В десять часов позвонили к завтраку, и отец мой, который всегда отличался большой аккуратностью, явился к столу. Дали знать господину Абелю, но он не показывался. Мы прождали его с четверть часа, потом отец мой отправился к нему в комнату. Прошло довольно много времени, пока он привел его с собой. Завтрак остыл, и я-таки порядком подосадовала на нашего гостя; я находила, что он большой невежа. Наконец, он явился, одетый на скорую руку, с мутными и заспанными глазами.
— Мне не было бы извинения, — начал он, — если бы я имел возможность быть организованным, как все добрые люди. Но бывают часы, когда скажите мне, что надо мною дом горит — я не тронусь с места. Каждый раз, как я отдаюсь с чрезмерным увлечением игре на скрипке, я падаю, как пласт, и сплю мертвым сном. Мне случалось целые дни и ночи забывать и сон, и пищу, а затем случалось и спать по двое суток подряд.
Я должна была принять его оправдания, которые в глазах моего отца, возымевшего большую слабость к нему, представлялись совершенно основательными.
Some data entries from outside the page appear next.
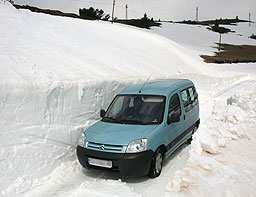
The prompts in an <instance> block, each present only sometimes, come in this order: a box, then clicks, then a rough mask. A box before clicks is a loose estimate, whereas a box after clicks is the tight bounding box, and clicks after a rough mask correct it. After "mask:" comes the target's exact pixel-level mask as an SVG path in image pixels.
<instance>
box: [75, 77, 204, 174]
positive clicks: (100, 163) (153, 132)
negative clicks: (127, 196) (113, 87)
mask: <svg viewBox="0 0 256 197" xmlns="http://www.w3.org/2000/svg"><path fill="white" fill-rule="evenodd" d="M100 115H101V118H102V119H101V120H100V121H98V122H97V123H95V124H94V125H92V126H91V127H90V128H88V129H87V130H85V131H84V132H83V133H82V136H81V137H80V140H79V145H78V146H77V156H78V160H79V162H80V163H81V165H82V166H84V167H86V168H96V169H103V170H110V171H117V172H119V173H120V174H121V175H122V176H144V175H148V176H149V177H152V178H155V177H158V176H159V175H160V173H161V170H162V166H163V162H164V160H165V159H166V158H167V157H169V156H170V155H171V154H172V153H173V152H174V151H175V150H176V149H177V148H178V147H179V146H180V145H182V144H183V143H184V142H186V141H189V140H191V138H192V134H193V133H194V132H195V131H196V129H197V128H198V126H199V123H200V119H199V103H198V95H197V92H196V89H195V86H194V84H193V82H192V81H190V80H187V79H170V80H160V81H152V82H148V83H146V84H137V85H133V86H130V87H127V88H125V89H124V90H122V91H121V92H120V93H119V94H118V95H117V96H116V97H115V98H114V99H113V101H112V103H111V104H110V106H109V107H108V109H107V111H106V112H105V111H104V110H101V114H100Z"/></svg>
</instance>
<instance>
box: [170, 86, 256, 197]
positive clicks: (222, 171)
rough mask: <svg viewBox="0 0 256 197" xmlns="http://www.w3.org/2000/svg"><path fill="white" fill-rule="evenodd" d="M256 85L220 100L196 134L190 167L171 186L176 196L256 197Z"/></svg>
mask: <svg viewBox="0 0 256 197" xmlns="http://www.w3.org/2000/svg"><path fill="white" fill-rule="evenodd" d="M255 93H256V85H255V82H254V85H253V86H252V87H249V88H245V89H244V90H242V91H241V90H240V92H238V93H236V94H235V95H233V96H232V97H230V98H228V99H227V100H225V101H220V100H219V101H217V102H216V103H215V105H214V109H213V112H212V116H211V117H210V118H209V119H208V120H207V122H206V123H205V124H203V125H201V127H200V128H199V129H198V131H197V132H196V133H195V134H194V136H193V141H192V145H191V150H190V156H189V159H188V162H187V166H186V167H185V168H184V169H183V170H182V171H177V172H176V174H175V178H174V180H173V181H171V182H170V184H169V185H168V186H167V188H166V189H167V191H170V192H171V193H176V196H179V195H178V194H180V195H181V196H183V195H186V194H189V196H198V195H200V196H212V194H214V195H215V196H237V195H239V196H254V195H255V185H256V166H255V161H256V159H255V152H256V132H255V130H256V126H255V125H256V105H255V102H256V97H255ZM234 140H235V141H234Z"/></svg>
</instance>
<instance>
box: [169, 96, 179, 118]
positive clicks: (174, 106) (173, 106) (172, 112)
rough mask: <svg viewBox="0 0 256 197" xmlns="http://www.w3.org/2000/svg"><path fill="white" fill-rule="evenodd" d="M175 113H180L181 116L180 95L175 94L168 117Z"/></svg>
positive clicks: (170, 103) (171, 100) (173, 98)
mask: <svg viewBox="0 0 256 197" xmlns="http://www.w3.org/2000/svg"><path fill="white" fill-rule="evenodd" d="M173 113H178V114H179V115H181V110H180V99H179V96H178V94H174V95H173V96H172V97H171V99H170V105H169V111H168V116H171V115H172V114H173Z"/></svg>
За завтраком он был совершенно спокоен, даже прозаичен, и кушал с аппетитом самого обыкновенного смертного. Затем он распростился с нами, попросил засвидетельствовать его почтение госпоже де Ремонвиль и удалился, поблагодарив нас за радушный прием. Отец вызвался проводить его до Ревена, где артист оставил своего слугу с вещами, и шепнул мне, чтобы я пригласила господина Абеля бывать у нас в Париже. Я сделала это приглашение очень холодно, и он отвечал мне в том же холодном тоне, что сочтет за честь им воспользоваться.
Проводив их, я вернулась в гостиную, где застала Аду.
— Так он уехал! — воскликнула она, глядя на меня с насмешливым выражением. — То-то я смотрю, физиономия у тебя такая печальная. Ну, ну, не сердись; хоть ты у меня и рассудительнейшая из англичанок, все же музыка делает такие чудеса! Я рада за себя, что никогда не умела взять в толк всех ее прелестей; я вижу теперь, что достаточно одного часа, проведенного в музыкальных экстазах, чтобы перебудоражить самую спокойную голову. Слушала я тебя, как ты пела вчера вечером, и потом эту скрипку, которая только расстроила мне нервы, — и думала, что этому конца не будет. Отвратительная вещь — меломания! Когда же состоится твое бракосочетание с этой перелетной птицей? Одно меня утешает, — то, что эти господа, отправляясь пожинать лавры по Европе, обыкновенно оставляют своих жен дома — и, таким образом, ты все-таки останешься с нами.
Шутки эти показались мне до того неприличными, что у меня язык не поворачивался на них отвечать.